Eine Studie des Wirtschaftsprüfungs- und Beratungsnetzwerk Ernst & Young (EY) kommt zu dem Ergebnis, dass die meisten Breitbandkoordinationsstellen weiterhin Förderung aktiv nutzen wollen und dabei auf bisher genutzte Fördermodelle setzen.

In der Studie „Einblicke in die deutsche Breitbandkoordination“ wurden im November per E-Mail die Breitbandkoordinationsstellen von 401 Kreisen und kreisfreien Städten in Deutschland angeschrieben, 111 haben geantwortet. Die Koordinierungsstellen sind ein wichtiger Spieler im Breitbandausbau in Deutschland, je nach Region aber in unterschiedlichen Verantwortungen. In den meisten Bundesländern gibt es eine Koordinationsstelle. Die öffentliche Verwaltung übernimmt wichtige Aufgaben bei der Koordination der Ausbauvorhaben verschiedener Telekommunikationsunternehmen sowie der Verwaltung und Nutzung der Förderprogramme.  Als Projektträger des Bundesministerium für Digitales und Verkehr betreut die atene KOM die Bundesländer Bremen, Hamburg, Hessen, Mecklenburg-Vorpommern, Niedersachsen, Nordrhein-Westfalen, Rheinland-Pfalz, Saarland und Schleswig-Holstein. Das Ziel bis 2030 ist der flächendeckende Ausbau mit Glasfaser.
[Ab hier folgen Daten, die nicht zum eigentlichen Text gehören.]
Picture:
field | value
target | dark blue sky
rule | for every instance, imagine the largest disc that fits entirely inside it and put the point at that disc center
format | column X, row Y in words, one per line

Je nach Bundesland findet die Koordination des Breitbandausbaus auf unterschiedlichen Ebenen statt, in Sachsen-Anhalt z. B. viel stärker auf Landesebene und in Bayern hauptsächlich auf Gemeindeebene. Dagegen werden die Förderung und der Ausbau in Niedersachsen zumeist von den Landkreisen organisiert. Dementsprechend war auch die Antwortbereitschaft unterschiedlich. Die Region Mitte ist mit 35 Prozent Rückmeldungen laut EY besonders stark repräsentiert, die Region Süd eher unterrepräsentiert (14 Prozent haben geantwortet). Das sollte bei den Ergebnissen nicht vergessen werden.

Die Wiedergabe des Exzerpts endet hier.